Chairman of CITIC Limited
- In office 10 March 1990 – 8 April 2009
- Succeeded by: Chang Zhenming

Personal details
- Born: 31 January 1942 (age 83) Shanghai
- Spouse: Catherine Yung
- Children: 3
- Parent(s): Rong Yiren Yang Jianqing
- Occupation: Former chairman of CITIC Pacific

Chinese name
- Traditional Chinese: 榮智健
- Simplified Chinese: 荣智健

Standard Mandarin
- Hanyu Pinyin: Róng Zhìjiàn

Yue: Cantonese
- Jyutping: Yung^{4} Chi^{3}-kin^{6}

= Larry Yung =

Chinese businessman

Larry Yung Chi-kin or Rong Zhijian (榮智健; born 31 January 1942) is a Chinese businessman and the former chairman of CITIC Pacific, a Hong Kong–based conglomerate.

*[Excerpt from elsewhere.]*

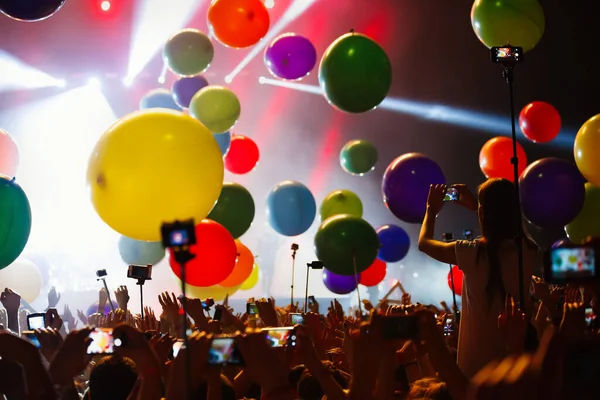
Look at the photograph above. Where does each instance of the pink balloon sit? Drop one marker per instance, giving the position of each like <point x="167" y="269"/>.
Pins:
<point x="9" y="155"/>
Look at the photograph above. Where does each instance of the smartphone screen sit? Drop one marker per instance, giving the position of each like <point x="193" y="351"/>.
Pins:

According to Hurun Report, he was one of the wealthiest people in mainland China, with a personal net worth of US$2.9 billion as of 2013. He was in charge of CITIC Pacific when it made its first major loss in 20 years, $2 billion, due to speculation in FX accumulators. This exposed the lack of internal management controls, which subsequently resulted in a temporary suspension of CITIC Pacific shares on the Hong Kong Stock Exchange and police raids at CITIC.

==Biography==

===Early life===
Yung was born in Shanghai to businessman Rong Yiren, who later became the vice president of China during the 1990s. He graduated from Shanghai Nanyang Model High School in 1959 and went on to Tianjin University, where he majored in electronic engineering. Yung's uncle, Paul, elder brother of Yiren, died with 34 others in Hong Kong's worst air disaster on Basalt Island on 21 December 1948.

===Cultural revolution===
When the Cultural Revolution started, because of his capitalist background, Rong Yiren was exiled to Liangshan, in Sichuan, in 1966. After the turbulent years, he became associated with Deng Xiaoping and was later appointed vice-president of the People's Republic of China. His family's ties to the Chinese Communist Party earned him the nickname "the Red Capitalist." With the support of the Chinese government and its capital, son Larry moved to Hong Kong and started businesses with the Chinese government as major shareholder, becoming wealthy in the process.

===CITIC Pacific===
In 1990, Yung became chairman of CITIC Pacific, an arm of his father's company CITIC Group. He continued his work at the company until the Foreign exchange losses controversy led to his resignation on 8 April 2009.

===Recent ventures===
In 2007, Yung was reported to have joined the ranks of real estate speculators in Shanghai with an investment of more than one billion RMB. In 2009, having left CITIC, he established Yung's Enterprise Holdings to pursue this line of business.